Childcare vouchers during maternity leave
Monday 4th April 2016
In the recent case of Peninsula Business Services Ltd v Donaldson, the EAT held that it was not discriminatory for an employer to suspend childcare vouchers (“CCVs”) during maternity leave where they are funded through a salary sacrifice arrangement. However, where CCVs are an additional benefit on top of salary, an employer must continue to provide them.
Ms Donaldson was pregnant and wanted to join her employer’s CCV scheme, which was operated via a salary sacrifice. This results in tax and national insurance savings. As a condition of enrolment, PBS required employees to agree that they would not receive the CCVs for the duration of any maternity leave when only statutory maternity pay was payable and consequently there was no salary to ‘sacrifice’. Ms Donaldson considered this condition to be discriminatory and brought a number of claims under the Equality Act 2010.

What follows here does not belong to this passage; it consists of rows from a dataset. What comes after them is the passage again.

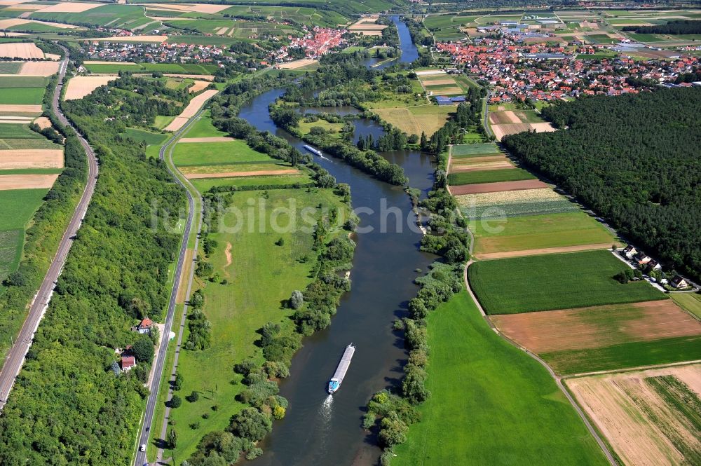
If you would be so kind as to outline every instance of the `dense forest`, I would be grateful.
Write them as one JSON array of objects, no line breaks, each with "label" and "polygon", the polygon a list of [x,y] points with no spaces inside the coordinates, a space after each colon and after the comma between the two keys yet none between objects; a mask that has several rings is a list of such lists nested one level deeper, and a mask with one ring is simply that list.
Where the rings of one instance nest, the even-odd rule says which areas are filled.
[{"label": "dense forest", "polygon": [[[147,160],[143,146],[118,135],[123,122],[109,119],[114,110],[109,96],[119,94],[120,81],[109,85],[111,94],[97,92],[63,104],[95,149],[100,173],[0,417],[4,465],[114,466],[131,461],[148,395],[144,383],[150,358],[118,376],[112,369],[114,349],[137,341],[130,327],[139,317],[163,313],[168,266],[179,240],[166,228],[166,219],[175,224],[185,198],[163,164]],[[141,121],[150,114],[146,102],[151,100],[144,96],[161,94],[163,85],[144,79],[131,84],[144,92],[130,94],[130,114]],[[137,104],[142,100],[143,104]],[[158,217],[151,214],[154,205]]]},{"label": "dense forest", "polygon": [[676,20],[653,26],[625,26],[623,30],[639,34],[701,34],[701,20]]},{"label": "dense forest", "polygon": [[608,219],[646,252],[701,277],[701,89],[558,102],[554,132],[508,150]]}]

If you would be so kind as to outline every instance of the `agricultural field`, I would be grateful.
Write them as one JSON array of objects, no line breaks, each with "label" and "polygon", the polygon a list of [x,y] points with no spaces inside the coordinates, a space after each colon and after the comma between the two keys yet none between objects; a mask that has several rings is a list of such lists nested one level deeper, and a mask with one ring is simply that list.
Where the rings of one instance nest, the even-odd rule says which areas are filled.
[{"label": "agricultural field", "polygon": [[701,294],[698,293],[670,293],[669,297],[683,309],[701,319]]},{"label": "agricultural field", "polygon": [[550,188],[456,196],[471,220],[577,212],[579,207]]},{"label": "agricultural field", "polygon": [[541,118],[534,110],[519,109],[513,104],[490,105],[489,116],[489,126],[497,141],[504,136],[523,131],[555,130],[552,125]]},{"label": "agricultural field", "polygon": [[462,184],[479,184],[480,183],[498,183],[501,181],[517,181],[522,179],[535,179],[529,172],[515,167],[498,170],[484,170],[469,172],[458,172],[448,175],[448,184],[451,186]]},{"label": "agricultural field", "polygon": [[608,251],[480,261],[468,277],[485,312],[517,314],[666,299],[645,281],[622,284],[627,267]]},{"label": "agricultural field", "polygon": [[671,299],[490,318],[560,374],[701,359],[701,322]]},{"label": "agricultural field", "polygon": [[91,63],[88,62],[83,64],[90,73],[113,74],[126,71],[133,73],[153,73],[160,71],[168,74],[212,74],[217,71],[217,65],[197,64],[196,63],[131,63],[114,62],[108,63],[100,62]]},{"label": "agricultural field", "polygon": [[[255,211],[250,218],[256,219],[259,218],[259,203],[264,203],[264,209],[268,212],[264,218],[270,219],[274,209],[288,207],[290,200],[294,200],[300,215],[296,219],[299,224],[303,221],[300,211],[304,207],[315,212],[319,212],[320,205],[344,208],[330,189],[253,191],[238,193],[229,198],[231,208],[222,219],[229,226],[240,220],[236,211],[247,212],[252,208],[250,199],[254,200],[252,208]],[[281,219],[280,224],[284,223]],[[259,233],[258,225],[242,225],[240,231],[211,234],[218,244],[210,255],[210,262],[215,273],[226,282],[207,282],[203,290],[203,310],[212,323],[211,347],[180,353],[178,370],[184,379],[181,392],[197,390],[201,396],[200,401],[184,402],[183,406],[170,411],[171,420],[185,427],[178,431],[175,453],[179,458],[189,456],[205,434],[224,430],[231,416],[247,406],[235,398],[246,385],[231,368],[249,356],[262,360],[261,350],[254,342],[260,337],[257,331],[266,322],[279,323],[283,334],[292,332],[294,324],[289,317],[294,311],[280,303],[290,298],[292,290],[304,289],[311,281],[309,275],[314,261],[302,259],[314,254],[312,235],[300,228],[275,232],[270,225],[263,229],[266,233]],[[340,228],[332,230],[329,240],[341,232]],[[280,238],[284,242],[276,244]],[[187,338],[186,329],[184,341]],[[227,370],[222,370],[224,367]],[[210,409],[213,405],[218,406],[216,411]],[[207,418],[203,418],[204,413],[209,414]],[[197,428],[185,427],[195,423]]]},{"label": "agricultural field", "polygon": [[431,397],[393,465],[608,464],[543,366],[495,334],[466,292],[427,320]]},{"label": "agricultural field", "polygon": [[429,137],[442,128],[450,114],[455,111],[452,106],[431,104],[371,109],[383,120],[408,135],[421,135],[423,131]]},{"label": "agricultural field", "polygon": [[690,364],[566,380],[626,465],[701,460],[701,366]]},{"label": "agricultural field", "polygon": [[474,227],[470,229],[475,235],[475,256],[491,259],[491,257],[483,254],[570,246],[591,245],[592,247],[589,249],[611,247],[614,240],[613,235],[596,219],[581,210],[538,215],[526,214],[529,210],[536,212],[552,208],[557,212],[565,208],[564,203],[554,199],[552,202],[557,204],[552,206],[543,206],[540,202],[536,201],[536,205],[532,208],[528,204],[515,206],[513,208],[517,214],[501,221],[475,221]]},{"label": "agricultural field", "polygon": [[147,18],[136,5],[62,3],[33,11],[29,18],[79,26],[117,27],[144,32],[161,27],[159,21]]}]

The ET upheld Ms Donaldson’s claims of direct and indirect discrimination. However, the EAT substituted a decision that the claims should be dismissed. It held that the ET had no jurisdiction to consider a claim for indirect discrimination because pregnancy and maternity did not appear as a protected characteristic for the purpose of the relevant section of the EqA 2010. Counsel for PBS argued that the issue to be determined concerned Ms Donaldson’s terms and conditions of employment, not detrimental acts. Therefore, the claim should have been brought under the equal pay provisions of the EqA 2010, referring to the ‘sex equality’ and ‘maternity equality’ clauses. The EAT agreed.
The EAT also expressed doubt about the legal basis of the direct discrimination claim, but since the same point was not argued, proceeded to consider the claim.

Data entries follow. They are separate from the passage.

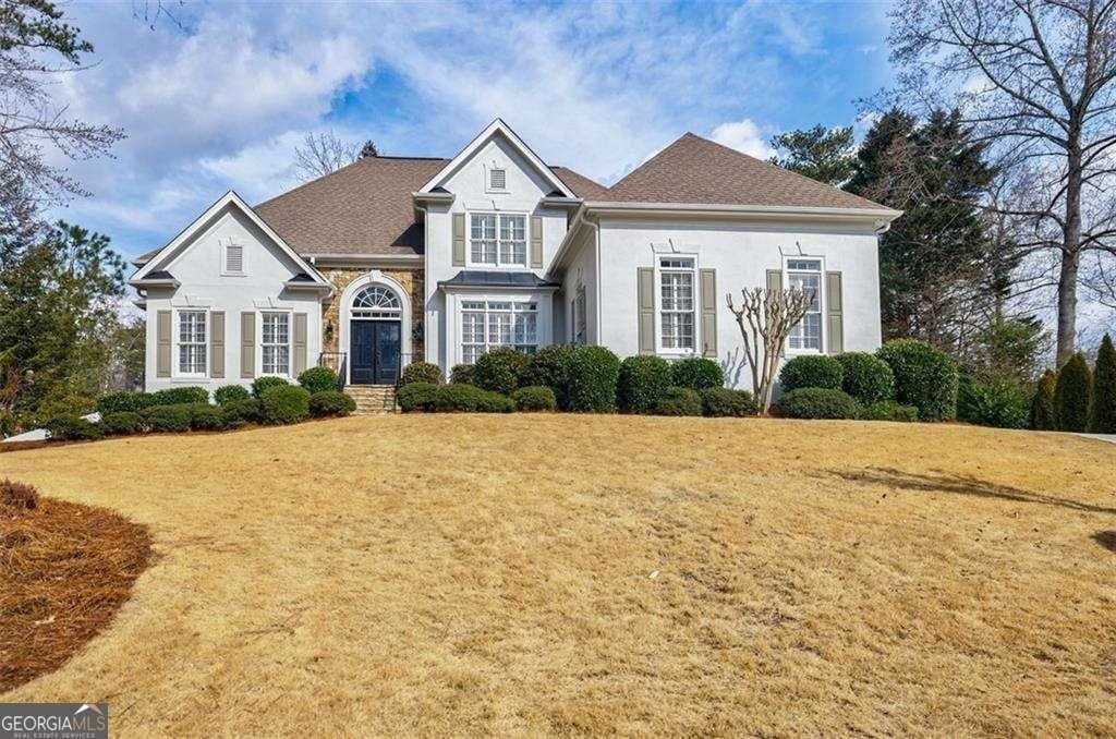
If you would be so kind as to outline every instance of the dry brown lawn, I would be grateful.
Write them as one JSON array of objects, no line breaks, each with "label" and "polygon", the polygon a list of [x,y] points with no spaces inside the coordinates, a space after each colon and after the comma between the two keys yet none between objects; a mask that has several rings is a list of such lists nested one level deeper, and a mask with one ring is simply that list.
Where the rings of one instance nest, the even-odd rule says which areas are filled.
[{"label": "dry brown lawn", "polygon": [[1116,445],[442,415],[0,454],[146,525],[125,736],[1116,733]]}]

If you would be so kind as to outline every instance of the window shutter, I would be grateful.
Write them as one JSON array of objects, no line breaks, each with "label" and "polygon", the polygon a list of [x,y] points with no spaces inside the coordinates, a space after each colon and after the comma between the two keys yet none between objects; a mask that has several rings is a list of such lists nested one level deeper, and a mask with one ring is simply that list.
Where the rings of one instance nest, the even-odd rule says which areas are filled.
[{"label": "window shutter", "polygon": [[655,270],[641,267],[636,276],[639,309],[639,354],[655,353]]},{"label": "window shutter", "polygon": [[210,313],[210,376],[224,377],[224,311]]},{"label": "window shutter", "polygon": [[840,272],[826,272],[826,329],[829,354],[845,351],[845,310]]},{"label": "window shutter", "polygon": [[256,376],[256,314],[240,314],[240,376]]},{"label": "window shutter", "polygon": [[531,217],[531,267],[542,267],[542,218]]},{"label": "window shutter", "polygon": [[155,376],[171,376],[171,311],[155,314]]},{"label": "window shutter", "polygon": [[702,355],[716,356],[716,270],[701,270]]},{"label": "window shutter", "polygon": [[465,266],[465,214],[453,214],[453,266]]},{"label": "window shutter", "polygon": [[295,377],[298,377],[306,370],[306,314],[295,314]]}]

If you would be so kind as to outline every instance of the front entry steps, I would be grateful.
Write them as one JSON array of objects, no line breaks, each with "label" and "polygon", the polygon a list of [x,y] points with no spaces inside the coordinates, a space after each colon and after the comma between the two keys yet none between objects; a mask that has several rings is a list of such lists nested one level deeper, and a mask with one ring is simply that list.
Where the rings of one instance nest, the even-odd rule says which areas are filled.
[{"label": "front entry steps", "polygon": [[345,394],[356,401],[356,415],[398,412],[395,385],[345,385]]}]

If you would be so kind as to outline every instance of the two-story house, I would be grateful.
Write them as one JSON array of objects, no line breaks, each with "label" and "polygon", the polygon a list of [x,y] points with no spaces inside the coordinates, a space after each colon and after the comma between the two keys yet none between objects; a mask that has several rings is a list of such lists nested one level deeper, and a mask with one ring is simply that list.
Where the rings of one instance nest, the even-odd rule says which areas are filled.
[{"label": "two-story house", "polygon": [[875,349],[898,214],[693,134],[606,188],[497,119],[451,160],[365,157],[254,208],[229,192],[136,259],[146,387],[316,364],[389,385],[558,343],[713,357],[750,386],[725,295],[807,286],[788,355]]}]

An employee on maternity leave is entitled to her terms and conditions of employment (including all benefits), save for remuneration. The ET considered that the provision of CCVs by PBS constituted a benefit, which resulted in the finding that there had been unlawful discrimination. The ET relied heavily on HMRC guidance, which stated that during any period of ordinary maternity leave, contractual non-cash benefits provided under a salary sacrifice scheme must continue.
The EAT disagreed and concluded that part of an employee’s salary is in fact ‘diverted’, rather than ‘sacrificed’ under such a scheme. PBS redirects salary before it reaches the employee for the purpose of purchasing the CCVs on their behalf. In addition, the employee’s full basic salary, and not the reduced salary, is used for the purposes of other entitlement calculations, such as pension contributions. Therefore, the EAT concluded that CCVs were in fact remuneration and do not need to be provided during maternity leave. The EAT considered that to continue providing the CCVs under a salary sacrifice scheme would result in a windfall for the employee and place undue financial burden on the employer, which might discourage participation in a voluntary scheme. Further, the EAT could not find any legislative basis for HMRC’s guidance.

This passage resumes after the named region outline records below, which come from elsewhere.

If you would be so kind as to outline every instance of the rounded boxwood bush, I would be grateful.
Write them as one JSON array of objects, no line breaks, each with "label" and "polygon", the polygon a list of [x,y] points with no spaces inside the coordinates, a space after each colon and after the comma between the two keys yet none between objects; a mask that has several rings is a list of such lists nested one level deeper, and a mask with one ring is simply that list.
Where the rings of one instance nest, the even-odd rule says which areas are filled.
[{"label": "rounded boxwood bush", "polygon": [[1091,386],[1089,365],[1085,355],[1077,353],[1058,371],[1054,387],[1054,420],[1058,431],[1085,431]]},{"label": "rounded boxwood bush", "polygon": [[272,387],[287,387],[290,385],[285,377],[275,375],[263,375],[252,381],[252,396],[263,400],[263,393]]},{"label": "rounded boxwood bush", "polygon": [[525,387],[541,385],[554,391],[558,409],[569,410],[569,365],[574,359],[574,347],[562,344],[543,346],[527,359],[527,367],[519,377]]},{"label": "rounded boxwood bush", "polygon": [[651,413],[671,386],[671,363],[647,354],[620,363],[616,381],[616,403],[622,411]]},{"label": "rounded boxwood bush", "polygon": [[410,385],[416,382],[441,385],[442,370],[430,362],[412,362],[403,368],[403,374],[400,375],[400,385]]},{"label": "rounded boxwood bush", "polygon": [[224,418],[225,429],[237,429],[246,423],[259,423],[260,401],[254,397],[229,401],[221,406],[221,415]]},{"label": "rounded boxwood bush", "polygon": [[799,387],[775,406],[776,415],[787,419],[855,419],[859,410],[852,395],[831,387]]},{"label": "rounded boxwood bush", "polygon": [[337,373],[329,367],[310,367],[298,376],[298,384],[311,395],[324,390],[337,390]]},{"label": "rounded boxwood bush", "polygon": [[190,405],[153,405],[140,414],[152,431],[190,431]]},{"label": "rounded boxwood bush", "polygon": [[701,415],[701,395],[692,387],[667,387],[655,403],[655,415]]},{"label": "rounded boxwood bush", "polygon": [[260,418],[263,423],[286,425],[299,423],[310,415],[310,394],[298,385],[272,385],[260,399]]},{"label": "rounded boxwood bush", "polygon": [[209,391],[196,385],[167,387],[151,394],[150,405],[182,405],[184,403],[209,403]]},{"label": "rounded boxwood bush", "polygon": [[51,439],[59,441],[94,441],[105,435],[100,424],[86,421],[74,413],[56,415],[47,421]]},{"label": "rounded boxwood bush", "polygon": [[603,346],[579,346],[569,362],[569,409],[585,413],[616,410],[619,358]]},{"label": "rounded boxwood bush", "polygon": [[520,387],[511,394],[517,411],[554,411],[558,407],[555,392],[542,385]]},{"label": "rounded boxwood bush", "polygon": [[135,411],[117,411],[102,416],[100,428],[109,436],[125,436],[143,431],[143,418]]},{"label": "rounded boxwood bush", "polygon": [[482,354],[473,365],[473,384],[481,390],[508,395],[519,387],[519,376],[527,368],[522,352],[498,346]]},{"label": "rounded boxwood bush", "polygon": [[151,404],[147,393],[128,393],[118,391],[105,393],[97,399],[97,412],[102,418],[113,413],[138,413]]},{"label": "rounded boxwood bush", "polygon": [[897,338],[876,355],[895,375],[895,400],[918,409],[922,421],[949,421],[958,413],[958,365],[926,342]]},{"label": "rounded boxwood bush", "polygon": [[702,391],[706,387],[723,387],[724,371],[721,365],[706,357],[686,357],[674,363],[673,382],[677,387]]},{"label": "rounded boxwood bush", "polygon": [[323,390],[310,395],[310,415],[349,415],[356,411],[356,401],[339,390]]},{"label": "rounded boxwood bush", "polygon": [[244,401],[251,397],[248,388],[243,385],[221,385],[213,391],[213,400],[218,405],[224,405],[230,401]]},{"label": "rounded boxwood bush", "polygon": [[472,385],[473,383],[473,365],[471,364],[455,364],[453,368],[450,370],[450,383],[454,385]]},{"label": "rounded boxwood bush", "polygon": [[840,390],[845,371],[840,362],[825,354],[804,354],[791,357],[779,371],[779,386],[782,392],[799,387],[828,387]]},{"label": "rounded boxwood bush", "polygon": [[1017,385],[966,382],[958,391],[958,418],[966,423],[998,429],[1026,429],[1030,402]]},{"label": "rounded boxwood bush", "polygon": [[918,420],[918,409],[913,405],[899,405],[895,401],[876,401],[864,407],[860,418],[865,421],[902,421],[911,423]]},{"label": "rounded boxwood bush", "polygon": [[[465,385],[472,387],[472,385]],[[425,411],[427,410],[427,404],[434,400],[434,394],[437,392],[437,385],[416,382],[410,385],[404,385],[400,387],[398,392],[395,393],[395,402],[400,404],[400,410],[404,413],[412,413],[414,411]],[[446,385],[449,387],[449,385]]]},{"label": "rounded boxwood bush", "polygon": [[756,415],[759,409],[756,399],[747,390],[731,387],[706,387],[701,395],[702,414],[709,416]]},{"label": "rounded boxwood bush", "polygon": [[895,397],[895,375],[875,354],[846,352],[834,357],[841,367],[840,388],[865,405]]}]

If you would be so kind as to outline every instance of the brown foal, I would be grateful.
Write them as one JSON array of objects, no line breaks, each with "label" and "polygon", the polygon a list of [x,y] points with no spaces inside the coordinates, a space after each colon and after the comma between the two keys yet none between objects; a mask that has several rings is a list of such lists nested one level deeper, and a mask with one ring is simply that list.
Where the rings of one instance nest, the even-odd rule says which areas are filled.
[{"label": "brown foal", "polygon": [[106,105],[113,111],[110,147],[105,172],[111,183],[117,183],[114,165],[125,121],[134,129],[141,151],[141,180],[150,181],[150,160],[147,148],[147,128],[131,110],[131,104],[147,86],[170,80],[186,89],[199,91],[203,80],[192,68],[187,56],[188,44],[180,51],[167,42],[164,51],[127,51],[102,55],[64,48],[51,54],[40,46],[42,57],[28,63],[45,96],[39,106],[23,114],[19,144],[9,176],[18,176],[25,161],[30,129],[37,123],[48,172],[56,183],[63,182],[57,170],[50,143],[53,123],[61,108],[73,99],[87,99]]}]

The EAT noted that some employers provide CCVs as a benefit in addition to salary and in such situations the employee would be entitled to continue receiving them throughout maternity leave, regardless of whether they are needed for childcare during that specific period. However, this was not the case in the PBS CCV scheme.
Notwithstanding the doubts expressed by the EAT regarding the legal basis for the claim and its concern that it had not necessarily been directed to all relevant legislation, the decision does provide some welcome clarification for employers. However, from 2017 these arrangements will be phased out for new participants with the introduction of Tax-Free Childcare.
All information in this update is intended for general guidance only and is not intended to be comprehensive, or to provide legal advice.